Diamo ora un'occhiata ai mercati azionari:
La lontananza dagli scenari di guerra attutisce gli effetti negativi sul mercato americano: lo S&P500 ha perso relativamente poco da inizio anno e dopo la riunione della FED di mercoledì ha già inanellato 3 sedute positive. Importante per avere dei segnali di continutà di questo movimento rialzista è vedere l'indice incrociare al rialzo la media mobile dei 50 giorni (linea viola) che potrebbe sancire la fine di questo breve mercato orso. Vedremo.

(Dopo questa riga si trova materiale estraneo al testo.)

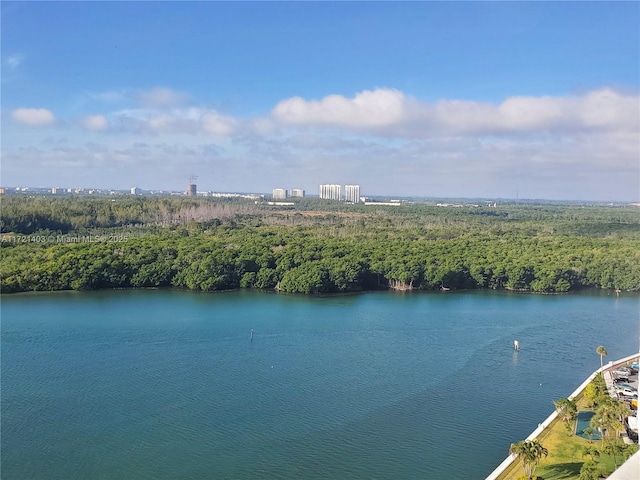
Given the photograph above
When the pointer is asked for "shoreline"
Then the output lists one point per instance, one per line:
(507, 462)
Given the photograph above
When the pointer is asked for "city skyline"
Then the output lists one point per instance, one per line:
(431, 99)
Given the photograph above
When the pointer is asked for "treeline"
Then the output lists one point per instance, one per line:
(308, 259)
(28, 215)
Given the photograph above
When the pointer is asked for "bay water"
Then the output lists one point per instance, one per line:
(168, 384)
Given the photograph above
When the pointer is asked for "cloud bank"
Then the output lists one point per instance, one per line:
(575, 147)
(33, 117)
(391, 112)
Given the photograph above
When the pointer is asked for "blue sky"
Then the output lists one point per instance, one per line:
(444, 99)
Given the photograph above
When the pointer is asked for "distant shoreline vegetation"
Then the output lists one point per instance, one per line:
(313, 246)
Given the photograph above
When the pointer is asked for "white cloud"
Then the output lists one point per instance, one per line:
(33, 117)
(186, 121)
(162, 98)
(96, 123)
(216, 124)
(392, 113)
(370, 108)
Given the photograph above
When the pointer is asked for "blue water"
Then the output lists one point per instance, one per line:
(164, 384)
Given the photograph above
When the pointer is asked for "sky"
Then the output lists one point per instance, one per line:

La borsa svizzera, che si è messa di buzzo buono, sempra proprio aver voglia di tornare sopra i 12'080 punti ed infatti questo venerdì ha chiuso a 12'184. Niente male, ma attenzione: fino a quando il conflitto in Ucraina perdura possiamo ritrovarci da un momento all'altro a dover affrontare degli scrolloni di svariati punti percentuali. Pensiamo solo a cosa potrebbe succere se per sbaglio si bombarda una centrale nucleare oppure un missile potrebbe andarsene a spasso fuori dai confini ucraini...
Diciamo che a questi livelli è giusto rientrare pian piano ma appunto con giudizio e con lo sguardo nel retrovisore, tanto per vedere se qualche missile non sta andando sul bersaglio errato...
Anche l'Eurostoxx 50 ce la sta mettendo tutta per tentare un recupero. Ovviamente e compresibilmente è una borsa che ha sofferto parecchio ma se il conflitto trova una fine (e prima o poi succederà) è sicuramente un mercato dove vorremmo esserci.